- Born: 1959 or 1960 (age 66–67) United States
- Occupation: Blogger
- Known for: Tundra Tabloids blog

= Kenneth Sikorski =

Finnish-American blogger

Kenneth Sikorski (born ), writing as KGS, is an American-born Finnish blogger. Sikorski has been noted as the editor of the news blog Tundra Tabloids, which has been affiliated with the pro-Israeli counter-jihad movement.

==Activities==
Sikorski was born in the United States, where he lived until moving to Finland in 1987. A retired paper industry machinist, he formerly ran the blogs Bad News from Finland and Bad News from Sweden until 2008 as part of an international network of "bad news" bloggers, before he founded Tundra Tabloids, a pro-Israel counter-jihad blog. The website states to be "keeping tabs on the most outrageous happenings in the Middle East, Islamist extremism and Islamist hegemony in Scandinavia and on the political correctness that allows them to flourish". It has been described by The Jerusalem Post as a "media watchdog site", and a "blog that monitors anti-Israeli sentiments in the Finnish media and blogosphere".

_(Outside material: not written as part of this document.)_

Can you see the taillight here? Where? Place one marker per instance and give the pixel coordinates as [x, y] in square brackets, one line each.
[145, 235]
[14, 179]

Sikorski is based in Helsinki, and has been noted as a writer on radical Islam and antisemitism in Finland. According to scholar of antisemitism, Manfred Gerstenfeld, writing for Israel National News, without Sikorski's blog "hardly anything regarding Finnish anti-Israelism and anti-Semitism would be known abroad". Sikorski has close contacts with the blog Gates of Vienna and its editor Edward S. May, for which he has translated texts from Finnish to English, and has participated in several of the international counter-jihad conferences. He has also written for the Gatestone Institute.

In 2010, Sikorski exposed a blog post by the head of Finland's Amnesty International branch, Frank Johansson, which termed Israel a "scum state". The post was removed following the exposure, but Johansson retained his job at the organisation. In 2012, Tundra Tabloids translated a television interview with Pertti Salolainen, Finland's vice chairman of the Foreign Affairs Committee, in which Salonainen stated that American Jews "hold vast control over the wealth and media in the United States". In 2013, Sikorski gained media attention for translating a Dutch television interview with Turkish Muslim youth who praised Hitler for killing Jews.